Showing posts with label Parathyroid Hormone. Show all posts
Showing posts with label Parathyroid Hormone. Show all posts

Tuesday, June 9, 2015

EVOLVEing past Cinacalcet

One of the regular criticisms of nephrology is the lack of good quality randomized controlled trials. This is particularly the case in the world of renal bone disease where we target surrogate endpoints without necessarily knowing for certain what the effect this has on the most important outcome - patient survival. The EVOLVE trial was once such trial which examined the role of cinacalcet in preventing all-cause and cardiovascular mortality. The results of this trial were somewhat ambiguous in that the overall results were negative but this could have been affected by the slightly older age of the treatment group (after adjustment for age, there was a benefit to cinacalcet). There was, however, a wonderful rebuttal to this particular argument in a letter to the editor published later in the NEJM by Giovanni Tripepi.

Overall, the number needed to treat to prevent a single death was 500 and this is balanced by a 62% drop-out rate in the treatment group. There was also a lower rate of parathyroidectomy in the treatment group.

Last month NDT published and ERA-EDTA position statement on the use of calcimimetics in patients on dialysis. Based on a meta-analysis (which was largely derived from the EVOLVE trial), they made the definitive statement that cinacalcet should not be used in patients on dialysis to reduce cardiovascular or all-cause mortality. Further, they pointed out that although the original trials showed that PTH could be successfully lowered using these drugs and that this could reduce the rate of parathyroidectomies, there is no evidence that this has any benefits either beyond the prevention of surgery. They called for a randomized trial of parathyroidectomy vs. cinacalcet for the treatment of intractable hyperparathyroidism with hard endpoints. I second that call.

Tuesday, August 6, 2013

Hypocalcemia - What's the diagnosis - Answer

This was an interesting case. A woman with a previous history of hyperparathyroidism and multiple neck surgeries who developed severe, symptomatic hypocalcemia 3 hours following a parathyroidectomy was thought to have failed because of a persistently elevated PTH level. This suggests that did in fact successfully remove her parathyroid gland and that there was an issue with the assay.

In the hospital referred to in this case, the assay used was a Roche Elecsys PTH STAT assay. This is an antibody-based assay that uses two murine antibodies - a "capture" antibody and a "signal" antibody. In patients who have been previously exposed to murine tissue, anti-mouse antibodies can be present in the serum that bind to both of these antibodies giving a false positive result on the assay. In this case, the patient had received OKT3 in the past which has been associated with a prevalence of anti-mouse antibodies of up to 26%. Her PTH level was repeated using an alternative assay - her pre-op PTH was 18 pg/ml and her post-op PTH was 5 pg/ml. Unfortunately, she required long-term treatment with vitamin D and calcium supplementation. In retrospect, the normal calcium and phosphate in a patient with this degree of apparent hyperparathyroidism and normal kidney function was a clue that there may have been an issue with the test although, of course, it is easy to say that knowing the answer.

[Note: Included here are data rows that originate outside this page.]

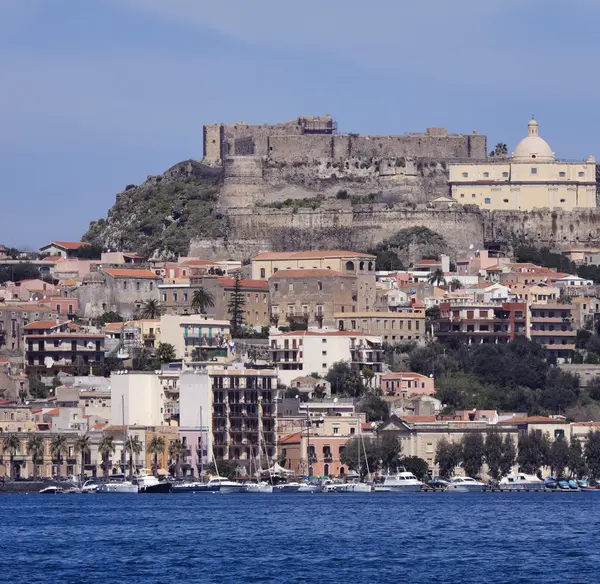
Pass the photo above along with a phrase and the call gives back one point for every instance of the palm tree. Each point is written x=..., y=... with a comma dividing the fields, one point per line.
x=201, y=300
x=35, y=447
x=155, y=447
x=151, y=309
x=177, y=452
x=437, y=277
x=11, y=444
x=106, y=448
x=58, y=447
x=82, y=445
x=132, y=446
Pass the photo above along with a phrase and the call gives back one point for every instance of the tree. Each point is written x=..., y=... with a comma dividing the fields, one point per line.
x=105, y=449
x=133, y=447
x=493, y=454
x=473, y=453
x=509, y=454
x=155, y=447
x=344, y=381
x=236, y=305
x=201, y=300
x=592, y=453
x=448, y=455
x=166, y=353
x=577, y=464
x=177, y=452
x=558, y=456
x=58, y=448
x=436, y=278
x=417, y=466
x=11, y=444
x=500, y=150
x=36, y=388
x=533, y=453
x=35, y=447
x=82, y=445
x=151, y=309
x=375, y=408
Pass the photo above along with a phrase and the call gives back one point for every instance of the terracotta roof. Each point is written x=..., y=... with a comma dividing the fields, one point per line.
x=225, y=281
x=129, y=273
x=312, y=273
x=306, y=255
x=532, y=420
x=291, y=438
x=67, y=244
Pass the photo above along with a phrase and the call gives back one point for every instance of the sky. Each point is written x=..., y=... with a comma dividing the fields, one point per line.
x=98, y=94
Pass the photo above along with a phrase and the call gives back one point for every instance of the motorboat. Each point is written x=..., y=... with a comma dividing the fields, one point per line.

Congratulations to "anonymous" for getting the correct answer. The complete case report can be found here.

Thursday, August 1, 2013

Hypocalcemia - What's the Diagnosis?

A 36yr old woman with a history of PCKD was referred for surgical treatment of hyperparathyroidism. She had a history of two prior failed kidney transplants following which she had been on dialysis for more than 10 years. She had a third renal transplant 10 years prior to this presentation which was still functional. At the time of her transplant, she had received OKT3 and was currently maintained on tacrolimus and prednisone. She had a long history of hyperparathyroidism. Six years prior to her transplant, she had a subtotal (3.5 glands) parathyroidectomy. The year of her transplant, she had another neck exploration with the removal of 8 nests of hypercellular parathyroid tissue.

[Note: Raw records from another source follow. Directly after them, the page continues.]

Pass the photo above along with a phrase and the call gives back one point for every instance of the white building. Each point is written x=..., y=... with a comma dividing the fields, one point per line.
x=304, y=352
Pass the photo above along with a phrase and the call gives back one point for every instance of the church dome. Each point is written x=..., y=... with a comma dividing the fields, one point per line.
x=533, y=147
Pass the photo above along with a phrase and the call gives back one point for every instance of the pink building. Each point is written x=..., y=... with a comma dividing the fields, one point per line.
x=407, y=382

At the time of this presentation, her PTH was 3,300 pg/ml despite treatment with cinacalcet. Her ionized calcium was normal (1.2 mmol/L) but she complained of poor concentration, fatigue and depression. Serum phosphorous and creatinine were normal. She had a normal sestamibi scan but an US revealed hyperplastic parathyroid tissue in her neck.

During the parathyroidectomy, frozen section revealed hypercellular parathyroid tissue that was removed. However, pre-op, intra-op and post-op PTH levels were elevated at >1700 pg/ml. Because of the persistently elevated PTH, it was considered a failed operation and calcium supplementation was not started post-op. However, within 3 hours of the operation, she developed perioral numbness, tetany and muscle spasms in her legs. Her ionized calcium was low (0.9 mmol/L) and her symptoms resolved after treatment with iv calcium. Her PTH remained elevated at 3000 pg/ml.

What is the reason for her acute hypocalcemia in this setting? Answer in the comments please.